The President’s Malaria Initiative (PMI) is leading efforts to control malaria in Africa and has helped achieve declines in under-five mortality ranging from 16% to 50% in 12 of the original 15 PMI focus countries. Eight African countries, including Rwanda and Zanzibar – where PMI works – have achieved 75% reductions in malaria cases. In 2012, PMI funding and support protected more than 50 million people from malaria with a prevention measure (insecticide-treated bed-nets and/or indoor residual spraying), and distributed more than 43 million courses of artemisinin-based combination therapy and over 13 million rapid diagnostic tests.
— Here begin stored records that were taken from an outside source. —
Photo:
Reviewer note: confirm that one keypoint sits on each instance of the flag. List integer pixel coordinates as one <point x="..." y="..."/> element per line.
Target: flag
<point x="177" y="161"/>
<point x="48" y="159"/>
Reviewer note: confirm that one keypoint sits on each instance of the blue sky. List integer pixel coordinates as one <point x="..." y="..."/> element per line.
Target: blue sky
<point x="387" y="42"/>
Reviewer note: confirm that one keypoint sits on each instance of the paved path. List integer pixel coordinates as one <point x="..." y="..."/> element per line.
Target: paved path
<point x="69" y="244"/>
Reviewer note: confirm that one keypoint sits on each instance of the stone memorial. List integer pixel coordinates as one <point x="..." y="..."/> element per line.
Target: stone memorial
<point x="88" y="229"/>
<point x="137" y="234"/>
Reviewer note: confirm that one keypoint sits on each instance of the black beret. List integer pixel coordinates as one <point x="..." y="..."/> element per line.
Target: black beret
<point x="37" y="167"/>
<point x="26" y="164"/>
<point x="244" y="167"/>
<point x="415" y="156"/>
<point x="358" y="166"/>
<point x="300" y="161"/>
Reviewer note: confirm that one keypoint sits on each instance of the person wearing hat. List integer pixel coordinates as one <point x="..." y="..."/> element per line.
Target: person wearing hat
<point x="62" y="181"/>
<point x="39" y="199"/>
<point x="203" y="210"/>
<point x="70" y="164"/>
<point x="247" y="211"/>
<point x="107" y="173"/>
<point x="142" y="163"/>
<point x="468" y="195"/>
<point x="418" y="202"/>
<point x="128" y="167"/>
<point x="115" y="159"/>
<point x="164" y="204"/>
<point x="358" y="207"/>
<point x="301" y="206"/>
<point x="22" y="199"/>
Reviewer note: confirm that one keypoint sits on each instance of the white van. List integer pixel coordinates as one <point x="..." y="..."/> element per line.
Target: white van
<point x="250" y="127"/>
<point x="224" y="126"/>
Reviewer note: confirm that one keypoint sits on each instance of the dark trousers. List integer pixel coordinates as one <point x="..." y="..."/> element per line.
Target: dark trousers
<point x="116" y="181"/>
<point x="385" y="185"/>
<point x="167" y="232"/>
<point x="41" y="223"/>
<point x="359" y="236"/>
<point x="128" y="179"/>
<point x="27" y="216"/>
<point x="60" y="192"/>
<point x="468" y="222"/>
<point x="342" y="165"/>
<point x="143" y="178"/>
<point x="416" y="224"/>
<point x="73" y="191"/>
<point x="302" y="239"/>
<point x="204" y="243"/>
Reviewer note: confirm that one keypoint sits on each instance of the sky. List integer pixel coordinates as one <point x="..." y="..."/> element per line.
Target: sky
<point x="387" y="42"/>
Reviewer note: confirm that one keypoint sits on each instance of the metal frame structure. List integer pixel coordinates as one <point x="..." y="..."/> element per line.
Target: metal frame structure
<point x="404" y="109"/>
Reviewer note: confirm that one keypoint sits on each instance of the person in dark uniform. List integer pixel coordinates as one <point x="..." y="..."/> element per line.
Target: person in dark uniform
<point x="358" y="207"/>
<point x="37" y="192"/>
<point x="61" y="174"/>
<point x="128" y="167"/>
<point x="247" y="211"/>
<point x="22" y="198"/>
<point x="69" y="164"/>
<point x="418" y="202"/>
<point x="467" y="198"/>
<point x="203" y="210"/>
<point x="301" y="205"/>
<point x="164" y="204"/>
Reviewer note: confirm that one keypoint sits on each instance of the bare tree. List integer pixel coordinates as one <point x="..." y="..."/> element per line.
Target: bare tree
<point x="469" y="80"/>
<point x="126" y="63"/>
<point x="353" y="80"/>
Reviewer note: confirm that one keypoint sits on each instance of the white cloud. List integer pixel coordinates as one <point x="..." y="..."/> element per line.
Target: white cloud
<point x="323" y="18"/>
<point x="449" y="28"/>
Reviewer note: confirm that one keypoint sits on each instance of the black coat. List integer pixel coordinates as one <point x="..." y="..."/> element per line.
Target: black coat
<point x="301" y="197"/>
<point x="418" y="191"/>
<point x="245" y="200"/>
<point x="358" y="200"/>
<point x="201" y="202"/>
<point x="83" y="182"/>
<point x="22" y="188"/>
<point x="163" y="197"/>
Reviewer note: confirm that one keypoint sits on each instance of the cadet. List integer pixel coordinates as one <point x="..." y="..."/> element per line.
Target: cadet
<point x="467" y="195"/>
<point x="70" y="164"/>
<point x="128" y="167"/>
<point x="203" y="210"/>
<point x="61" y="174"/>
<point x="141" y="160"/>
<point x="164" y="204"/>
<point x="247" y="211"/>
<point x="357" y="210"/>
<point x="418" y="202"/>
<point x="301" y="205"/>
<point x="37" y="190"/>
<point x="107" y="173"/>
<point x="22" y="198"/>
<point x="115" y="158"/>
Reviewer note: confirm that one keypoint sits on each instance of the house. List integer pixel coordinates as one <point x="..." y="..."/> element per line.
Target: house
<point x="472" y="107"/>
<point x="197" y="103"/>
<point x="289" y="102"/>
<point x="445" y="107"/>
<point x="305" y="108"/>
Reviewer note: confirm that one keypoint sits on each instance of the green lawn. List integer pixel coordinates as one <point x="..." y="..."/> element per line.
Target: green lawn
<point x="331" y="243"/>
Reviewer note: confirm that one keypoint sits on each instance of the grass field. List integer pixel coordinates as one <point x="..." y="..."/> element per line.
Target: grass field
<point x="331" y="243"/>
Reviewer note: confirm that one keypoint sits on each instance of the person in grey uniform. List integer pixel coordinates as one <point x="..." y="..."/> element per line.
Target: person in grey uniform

The Neglected Tropical Diseases (NTD) program has delivered over 820 million NTD treatments to over 364 million people in 24 countries, leveraged over $4 billion in donated medicines, and is helping to control and move towards elimination of these debilitating diseases of poverty. U.S. investments are also effectively fighting infectious diseases like tuberculosis, measles and influenza, and are building the health systems that will enable governments to provide for the health of their own citizens.
The United States is further extending our efforts through multilateral partners like the Global Fund to Fight AIDS, Tuberculosis and Malaria (Global Fund) and the Global Alliance for Vaccines and Immunizations (GAVI). We are the largest contributor to the Global Fund, which provides lifesaving ART to 4.2 million people with AIDS, tuberculosis treatment to 9.7 million people, and 310 million insecticide-treated nets to protect families from malaria. In addition, U.S. investments in GAVI are working to introduce new vaccines against the biggest causes of childhood mortality, and have immunized over 370 million children against vaccine-preventable diseases in the world’s poorest countries.